OPINION — Not so long ago I wrote of an identity crisis that the Democratic Party is going through. I made it clear in that article that I believe Democrats have to reckon with themselves on how the party should continue. My feeling is that the party had to return to its progressive roots of the 1940s. Today, I would like to do something similar, but for the Republican Party.
I do not think it would be a stretch to say (but certainly controversial) that the Republican Party is deeply ill, ideologically speaking. The Republican Party makes the Democrats, who could not organize a one-car parade to save their lives, look like political savants.
Republicans en bloc, historically, were much more progressive than Democrats; the party was formed to literally break chains of human bondage, after all.
Representative Thaddeus Stevens, a Radical Republican from Pennsylvania, fought for most of his congressional career on ending slavery and committing the United States to the adoption of laws that would grant African Americans the full blessings of American citizenship. Theodore Roosevelt was the brash trust-busting, nature-conserving bully of a president we all know and love. Dwight Eisenhower warned against the military-industrial complex. Even Richard Nixon, whose presidency ended in such shame unrivaled until Donald Trump, signed into law an act creating the Environmental Protection Agency. Although there was always a conservative counter-faction within the party to oppose this progressive faction, that was never the dominant until about the 1960s when Sen. Barry Goldwater lurched the party rightward.
I would even go so far as to say that the Republican Party doesn’t even have a conservative faction anymore either. Indeed, the party’s adherence to specific ideology is so weak that I doubt it even has one, or if it does, it should be called “Trumpism,” a hollow, vague reference to whatever Trump decides to believe on any given issue.
Trump’s grip on the party is so iron tight that despite him inciting insurrection against his own country, only ten Republicans voted to approve the second impeachment against him. And those that did vote to approve impeachment articles suffered intense backlash within their own party. House Republican Conference Chair Liz Cheney, daughter of former Vice President Dick Cheney, was one of those who voted to hold a reckless and dangerous president accountable, yet was formally censured by the Wyoming Republican Party.
Worse than this new cult of personality aspect of the Republican Party is the rise in general acceptance in fascist and authoritarian principles that are antithetical to our democracy, specifically the undermining of our elections — faith in which, I cannot stress enough, is absolutely critical to our democratic success. Republican politicians and citizens cheered on and on and on at Trump’s repeated, baseless and dangerous attacks on the free and fairness of the 2020 election. Trump did not usher in this new Republican Party — it had been in the making for quite some time — and it will not snap back to normal now that he is gone. We cannot survive if that continues.
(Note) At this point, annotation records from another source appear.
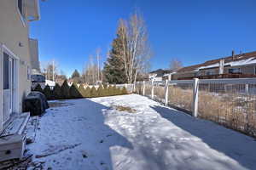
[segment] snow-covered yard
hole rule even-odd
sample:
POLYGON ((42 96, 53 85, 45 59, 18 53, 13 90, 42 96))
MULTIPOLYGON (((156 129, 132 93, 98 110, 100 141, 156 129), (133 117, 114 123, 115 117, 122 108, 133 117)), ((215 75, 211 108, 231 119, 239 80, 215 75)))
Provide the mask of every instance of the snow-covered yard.
POLYGON ((58 102, 27 145, 44 169, 256 169, 253 139, 146 97, 58 102))

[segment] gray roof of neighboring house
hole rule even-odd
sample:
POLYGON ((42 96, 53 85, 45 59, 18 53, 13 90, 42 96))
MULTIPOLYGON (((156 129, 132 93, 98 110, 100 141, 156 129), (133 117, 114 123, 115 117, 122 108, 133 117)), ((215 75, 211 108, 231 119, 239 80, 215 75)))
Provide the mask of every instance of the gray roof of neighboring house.
POLYGON ((160 77, 160 76, 164 76, 165 74, 168 74, 168 73, 172 73, 172 71, 171 70, 163 70, 163 69, 158 69, 156 71, 153 71, 151 72, 149 72, 149 74, 156 74, 157 77, 160 77))

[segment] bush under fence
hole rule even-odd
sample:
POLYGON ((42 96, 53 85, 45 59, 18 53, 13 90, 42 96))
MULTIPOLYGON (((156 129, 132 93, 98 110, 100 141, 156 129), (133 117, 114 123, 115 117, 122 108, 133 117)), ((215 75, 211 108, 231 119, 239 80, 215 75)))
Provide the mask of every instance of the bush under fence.
POLYGON ((136 83, 136 93, 256 137, 256 78, 136 83))
POLYGON ((69 87, 67 81, 65 81, 61 87, 56 83, 53 89, 48 85, 42 89, 40 84, 38 84, 32 90, 43 93, 49 100, 96 98, 128 94, 125 86, 117 88, 115 85, 101 85, 96 88, 94 86, 87 86, 84 88, 84 85, 78 86, 76 83, 73 83, 72 86, 69 87))

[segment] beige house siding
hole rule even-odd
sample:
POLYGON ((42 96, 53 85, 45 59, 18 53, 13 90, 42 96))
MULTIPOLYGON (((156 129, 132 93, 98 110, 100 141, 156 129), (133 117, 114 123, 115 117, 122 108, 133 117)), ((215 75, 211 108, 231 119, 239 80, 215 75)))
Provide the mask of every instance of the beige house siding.
POLYGON ((27 67, 31 68, 28 25, 20 14, 17 0, 0 1, 0 43, 20 58, 19 110, 22 110, 22 99, 30 92, 31 81, 27 67))

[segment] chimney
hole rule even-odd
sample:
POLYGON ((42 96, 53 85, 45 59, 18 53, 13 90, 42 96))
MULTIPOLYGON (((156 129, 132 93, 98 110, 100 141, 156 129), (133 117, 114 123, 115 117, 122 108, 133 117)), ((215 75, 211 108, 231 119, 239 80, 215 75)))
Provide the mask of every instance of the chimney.
POLYGON ((235 59, 235 51, 232 50, 232 59, 234 60, 235 59))

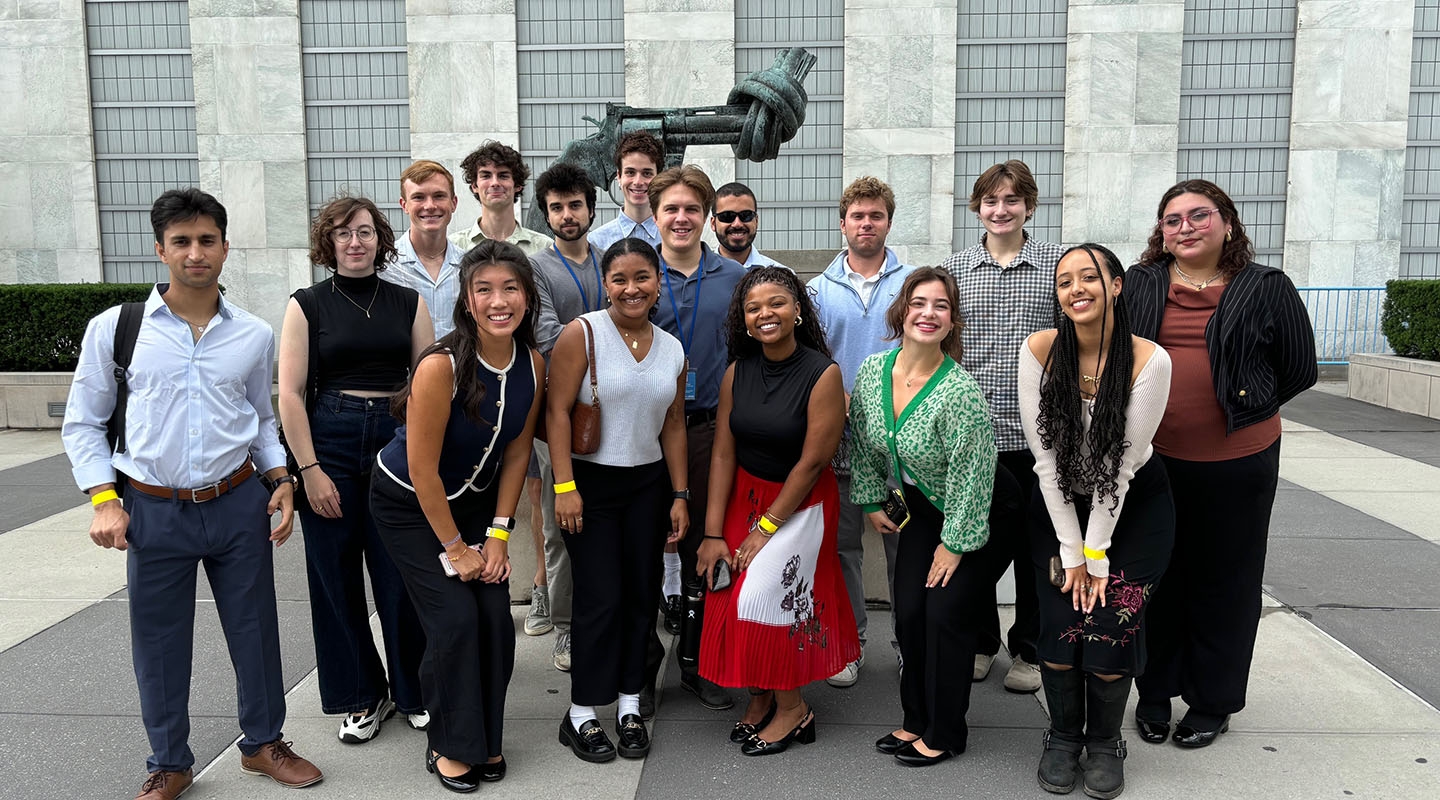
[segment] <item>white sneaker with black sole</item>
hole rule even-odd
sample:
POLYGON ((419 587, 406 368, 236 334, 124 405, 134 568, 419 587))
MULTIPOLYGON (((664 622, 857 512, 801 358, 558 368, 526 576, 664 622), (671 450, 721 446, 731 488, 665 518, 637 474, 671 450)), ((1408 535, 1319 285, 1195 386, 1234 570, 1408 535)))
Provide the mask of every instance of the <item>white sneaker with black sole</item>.
POLYGON ((380 722, 395 717, 395 704, 389 698, 382 699, 370 714, 347 714, 340 721, 340 741, 346 744, 364 744, 380 734, 380 722))

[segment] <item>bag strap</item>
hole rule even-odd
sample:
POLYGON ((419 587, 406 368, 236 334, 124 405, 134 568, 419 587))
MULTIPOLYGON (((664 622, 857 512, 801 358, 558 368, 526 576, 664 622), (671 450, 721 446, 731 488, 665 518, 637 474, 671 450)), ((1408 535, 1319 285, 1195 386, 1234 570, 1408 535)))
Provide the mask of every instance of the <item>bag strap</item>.
POLYGON ((145 318, 145 304, 127 302, 120 306, 120 322, 115 324, 115 412, 111 422, 115 429, 115 452, 125 452, 125 409, 130 406, 130 381, 125 370, 135 355, 135 340, 140 338, 140 322, 145 318))

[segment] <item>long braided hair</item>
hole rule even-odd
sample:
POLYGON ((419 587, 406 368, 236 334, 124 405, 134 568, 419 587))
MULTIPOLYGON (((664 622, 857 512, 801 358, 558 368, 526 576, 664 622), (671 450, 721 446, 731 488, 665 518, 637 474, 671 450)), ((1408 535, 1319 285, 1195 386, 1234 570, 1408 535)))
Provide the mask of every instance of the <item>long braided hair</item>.
MULTIPOLYGON (((1060 256, 1083 250, 1100 272, 1109 296, 1109 285, 1125 275, 1120 259, 1102 245, 1077 245, 1060 256), (1099 258, 1097 258, 1099 256, 1099 258)), ((1104 298, 1096 298, 1103 301, 1104 298)), ((1058 298, 1056 301, 1058 304, 1058 298)), ((1102 308, 1100 325, 1104 327, 1110 304, 1102 308)), ((1086 413, 1080 397, 1080 345, 1076 338, 1076 324, 1060 314, 1056 325, 1056 341, 1045 358, 1045 377, 1040 387, 1040 445, 1056 450, 1056 482, 1066 502, 1076 491, 1086 486, 1097 489, 1099 501, 1110 499, 1110 512, 1120 505, 1115 476, 1120 472, 1120 458, 1130 445, 1125 440, 1125 410, 1130 401, 1130 373, 1135 368, 1135 348, 1130 342, 1130 315, 1125 309, 1125 298, 1115 298, 1115 327, 1110 341, 1100 342, 1106 351, 1104 374, 1096 387, 1094 404, 1090 410, 1090 432, 1084 432, 1086 413), (1081 443, 1084 450, 1081 452, 1081 443)), ((1103 335, 1103 334, 1102 334, 1103 335)))

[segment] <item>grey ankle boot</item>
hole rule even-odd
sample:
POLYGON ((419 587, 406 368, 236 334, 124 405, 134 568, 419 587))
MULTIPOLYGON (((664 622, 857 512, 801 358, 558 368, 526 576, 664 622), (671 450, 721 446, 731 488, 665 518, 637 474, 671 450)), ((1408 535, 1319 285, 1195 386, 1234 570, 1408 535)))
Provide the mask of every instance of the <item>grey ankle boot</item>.
POLYGON ((1040 685, 1050 709, 1035 780, 1054 794, 1068 794, 1080 777, 1080 751, 1084 748, 1084 673, 1079 669, 1040 666, 1040 685))
POLYGON ((1109 800, 1125 791, 1125 701, 1133 678, 1102 681, 1086 675, 1084 793, 1109 800))

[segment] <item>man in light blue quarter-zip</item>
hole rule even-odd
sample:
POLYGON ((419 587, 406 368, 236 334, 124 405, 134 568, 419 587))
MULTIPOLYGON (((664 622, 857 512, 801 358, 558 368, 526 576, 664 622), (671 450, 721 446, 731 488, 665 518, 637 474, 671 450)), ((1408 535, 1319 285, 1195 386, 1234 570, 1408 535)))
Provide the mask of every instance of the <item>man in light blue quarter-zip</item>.
MULTIPOLYGON (((825 337, 840 374, 845 381, 845 400, 855 386, 855 373, 867 355, 894 347, 886 341, 886 309, 900 292, 904 276, 914 268, 900 263, 896 252, 886 246, 890 223, 896 213, 894 191, 884 181, 861 177, 840 196, 840 232, 845 249, 829 262, 825 272, 811 279, 815 309, 825 325, 825 337)), ((850 502, 850 432, 835 453, 835 476, 840 479, 840 565, 845 574, 845 590, 855 613, 860 643, 865 643, 865 584, 861 573, 865 519, 860 506, 850 502)), ((886 573, 894 581, 894 554, 899 537, 884 537, 886 573)), ((854 686, 865 658, 845 665, 829 678, 831 686, 854 686)))

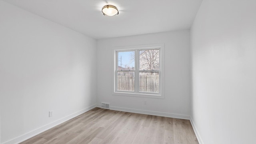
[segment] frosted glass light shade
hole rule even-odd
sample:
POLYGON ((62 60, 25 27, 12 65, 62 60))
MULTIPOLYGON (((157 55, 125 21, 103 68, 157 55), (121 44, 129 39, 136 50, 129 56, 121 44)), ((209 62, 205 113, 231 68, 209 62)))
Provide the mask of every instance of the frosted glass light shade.
POLYGON ((102 8, 102 12, 104 15, 113 16, 118 14, 118 10, 116 7, 111 5, 106 5, 102 8))

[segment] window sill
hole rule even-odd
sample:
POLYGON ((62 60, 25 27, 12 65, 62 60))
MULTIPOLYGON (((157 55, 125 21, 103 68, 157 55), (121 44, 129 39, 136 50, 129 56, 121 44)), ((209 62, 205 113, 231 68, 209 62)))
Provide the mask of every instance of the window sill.
POLYGON ((142 93, 129 93, 129 92, 114 92, 112 93, 112 95, 121 96, 133 96, 133 97, 138 97, 142 98, 159 98, 159 99, 164 99, 164 96, 163 94, 142 94, 142 93))

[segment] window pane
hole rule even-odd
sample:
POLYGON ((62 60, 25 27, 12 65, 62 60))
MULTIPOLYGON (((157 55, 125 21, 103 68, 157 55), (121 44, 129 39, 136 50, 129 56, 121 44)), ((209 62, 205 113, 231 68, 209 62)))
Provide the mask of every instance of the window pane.
POLYGON ((158 73, 140 72, 140 91, 159 92, 158 73))
POLYGON ((140 50, 140 70, 159 70, 159 50, 140 50))
POLYGON ((118 72, 116 80, 117 90, 134 91, 134 72, 118 72))
POLYGON ((118 52, 117 70, 134 70, 135 51, 118 52))

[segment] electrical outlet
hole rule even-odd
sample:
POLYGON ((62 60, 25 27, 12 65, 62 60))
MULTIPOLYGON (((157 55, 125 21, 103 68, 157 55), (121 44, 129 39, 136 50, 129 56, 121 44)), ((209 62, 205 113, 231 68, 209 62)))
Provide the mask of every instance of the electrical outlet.
POLYGON ((52 116, 52 111, 49 112, 49 117, 50 117, 52 116))

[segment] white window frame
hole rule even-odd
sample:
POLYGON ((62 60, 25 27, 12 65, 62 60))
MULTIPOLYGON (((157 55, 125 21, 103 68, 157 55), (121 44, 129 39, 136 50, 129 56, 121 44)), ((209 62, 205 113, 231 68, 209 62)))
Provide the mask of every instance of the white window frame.
MULTIPOLYGON (((152 44, 148 45, 143 45, 139 46, 123 46, 123 47, 115 47, 113 48, 114 58, 114 63, 112 65, 112 68, 113 68, 114 72, 113 74, 112 84, 113 84, 112 90, 112 94, 114 95, 118 96, 135 96, 135 97, 146 97, 148 98, 164 98, 164 44, 152 44), (159 76, 159 90, 158 93, 151 92, 139 92, 138 88, 139 86, 138 86, 138 84, 139 83, 139 72, 143 72, 143 70, 140 70, 138 69, 139 64, 138 62, 137 61, 139 59, 139 56, 138 55, 138 52, 136 52, 137 51, 139 50, 152 50, 154 49, 159 49, 159 63, 160 63, 160 69, 158 70, 155 70, 155 71, 158 72, 158 74, 159 76), (136 68, 136 70, 129 70, 127 71, 134 71, 135 76, 136 77, 134 78, 134 92, 126 91, 122 91, 117 90, 116 90, 116 76, 117 76, 117 71, 116 70, 116 68, 117 68, 118 63, 116 62, 118 62, 117 58, 117 52, 122 52, 122 51, 128 51, 135 50, 135 56, 137 58, 135 58, 135 67, 136 68), (137 74, 136 74, 135 71, 137 71, 137 74)), ((122 70, 122 72, 126 71, 126 70, 122 70)))

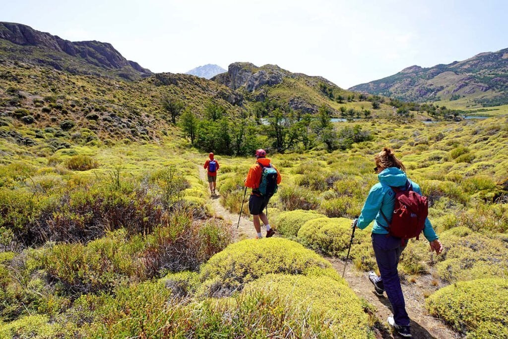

We do not live in an authoritarian regime now, but the seeds have been planted in large swaths of the American citizenry that such a system is not only okay but desperately needed. We do not live in such a system because of our institutions — the judiciary, our election officials (both state and local), the media, administrative bodies and investigative bodies — that have held firm against the inward and outward assault against them. But they are not permanent. Indeed, they only remain because a majority of Americans continue to believe in the democratic system that they live under.
The Republican Party as it stands today is deeply ill and is infecting America’s democracy with a patriotically disguised trojan horse of authoritarian policy. America’s democracy will never work when one of its main parties openly supports insurrection, the deprivation of minorities the right to vote, enabling election-related falsehoods and draconian stances on immigration, abortion, contraception, labor and economic stimulus. America’s democracy will only ever work when its policies benefit not those in power, but We the People to whom political sovereignty ultimately rests. The Republican Party used to believe in that, but that party is no more.